There are several limitations to these findings. First, we systematically explored a relatively large number of predictors with a sample of modest size. Although we evaluated potential problems by assessing the ORs at the univariate level, employed a step-wise procedure, re-evaluated with backward elimination, and tested for multicollinearity to assess for instability of results, our findings, especially the interaction term data, will require replication. Second, we did not explore the potentially protective effects of patient traits and social supports that could serve to buffer the effects of stress on +DD. Third, we explored only a relatively narrow range of potential predictors. Other, unevaluated patient characteristics may be equally predictive.
Despite these limitations, the current study shows that, over and above those who are already distressed about diabetes at any one point in time (~19%), an additional 17% of type 2 diabetic patients become high DD over the succeeding 18 months. We identified several significant, independent predictors of subsequent high DD that can be used for patient screening to identify this high risk patient cohort. Given the impact of high DD on diabetes behavioural and biological indicators, the findings suggest the usefulness of regularly appraising both current life and disease-related stressors in clinical care.

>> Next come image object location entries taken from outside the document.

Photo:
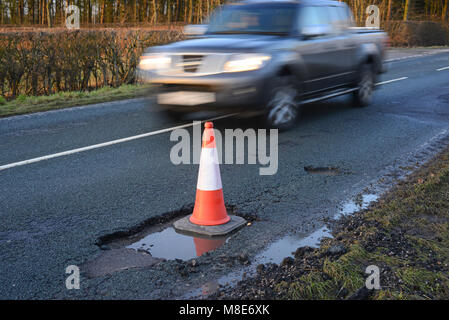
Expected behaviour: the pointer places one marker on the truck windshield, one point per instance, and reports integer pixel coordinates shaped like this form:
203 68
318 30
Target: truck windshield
253 18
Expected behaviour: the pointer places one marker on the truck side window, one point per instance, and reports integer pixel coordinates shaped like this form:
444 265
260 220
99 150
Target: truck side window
336 19
313 16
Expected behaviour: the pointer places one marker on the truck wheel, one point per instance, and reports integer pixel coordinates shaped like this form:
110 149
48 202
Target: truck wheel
282 108
365 86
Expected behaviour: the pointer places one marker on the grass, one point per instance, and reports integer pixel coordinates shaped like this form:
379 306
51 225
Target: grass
30 104
406 234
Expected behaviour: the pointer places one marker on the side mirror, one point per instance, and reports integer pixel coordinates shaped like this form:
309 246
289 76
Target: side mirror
315 30
194 30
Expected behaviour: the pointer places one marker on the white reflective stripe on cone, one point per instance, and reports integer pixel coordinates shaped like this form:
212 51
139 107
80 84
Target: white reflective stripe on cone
209 176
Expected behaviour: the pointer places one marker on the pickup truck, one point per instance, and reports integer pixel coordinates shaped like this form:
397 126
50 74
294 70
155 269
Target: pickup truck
269 57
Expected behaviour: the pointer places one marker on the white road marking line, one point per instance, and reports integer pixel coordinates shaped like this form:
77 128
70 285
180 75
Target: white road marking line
105 144
390 81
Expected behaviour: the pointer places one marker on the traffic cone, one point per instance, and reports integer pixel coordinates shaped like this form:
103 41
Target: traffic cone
209 207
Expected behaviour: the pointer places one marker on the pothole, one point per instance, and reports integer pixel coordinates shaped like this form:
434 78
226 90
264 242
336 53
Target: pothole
153 241
282 248
322 170
170 245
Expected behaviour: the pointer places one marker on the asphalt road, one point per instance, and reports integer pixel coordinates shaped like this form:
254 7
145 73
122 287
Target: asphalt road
53 211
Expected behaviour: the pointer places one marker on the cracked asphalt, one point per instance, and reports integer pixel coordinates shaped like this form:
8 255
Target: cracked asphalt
53 212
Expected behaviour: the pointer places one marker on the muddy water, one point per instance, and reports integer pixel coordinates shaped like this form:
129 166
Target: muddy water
169 244
282 248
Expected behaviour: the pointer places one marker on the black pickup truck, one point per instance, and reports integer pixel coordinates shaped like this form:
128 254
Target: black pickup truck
271 57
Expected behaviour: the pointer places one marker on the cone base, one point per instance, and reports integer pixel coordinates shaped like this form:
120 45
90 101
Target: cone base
209 208
186 226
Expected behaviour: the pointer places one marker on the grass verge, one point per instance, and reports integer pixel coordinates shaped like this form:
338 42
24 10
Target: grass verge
29 104
405 234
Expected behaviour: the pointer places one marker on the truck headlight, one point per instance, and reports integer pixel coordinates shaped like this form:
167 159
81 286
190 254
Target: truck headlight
246 62
153 62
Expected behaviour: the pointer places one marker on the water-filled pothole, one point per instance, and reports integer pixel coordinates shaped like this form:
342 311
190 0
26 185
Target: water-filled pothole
170 245
282 248
164 242
322 170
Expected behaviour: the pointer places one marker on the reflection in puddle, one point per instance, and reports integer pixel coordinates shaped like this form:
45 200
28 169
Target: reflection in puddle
284 247
170 245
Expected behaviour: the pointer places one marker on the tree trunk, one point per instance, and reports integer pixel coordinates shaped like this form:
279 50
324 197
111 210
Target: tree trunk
389 11
49 13
408 4
445 10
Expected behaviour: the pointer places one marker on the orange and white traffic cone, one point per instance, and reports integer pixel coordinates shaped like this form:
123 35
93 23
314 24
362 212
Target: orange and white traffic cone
209 217
209 207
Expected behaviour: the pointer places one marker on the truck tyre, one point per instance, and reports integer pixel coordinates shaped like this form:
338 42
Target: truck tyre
365 86
282 109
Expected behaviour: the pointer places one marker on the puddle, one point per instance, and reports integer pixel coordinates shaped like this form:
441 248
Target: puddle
322 170
169 244
282 248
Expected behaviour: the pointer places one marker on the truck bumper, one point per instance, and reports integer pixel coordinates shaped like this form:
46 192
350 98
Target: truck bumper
231 92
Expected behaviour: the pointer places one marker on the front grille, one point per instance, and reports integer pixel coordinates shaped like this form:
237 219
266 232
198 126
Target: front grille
186 87
191 63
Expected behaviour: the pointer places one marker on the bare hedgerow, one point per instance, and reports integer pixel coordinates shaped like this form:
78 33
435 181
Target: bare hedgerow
42 63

This research was supported by grants DK062732 and DK061937 from the National Institute of Diabetes, Digestive and Kidney Disease. The following medical groups and diabetes education centers collaborated in this research: Alta Bates Diabetes Education Center, Brown and Toland Medical Group, California Pacific Diabetes Education Center, Hill Physicians Medical Group, Marin IPA, St. Luke’s Diabetes Education Center, St. Mary’s Medical Center, University of California, San Francisco Hospital and Clinics.
Declaration of Competing Interests: Nothing to declare.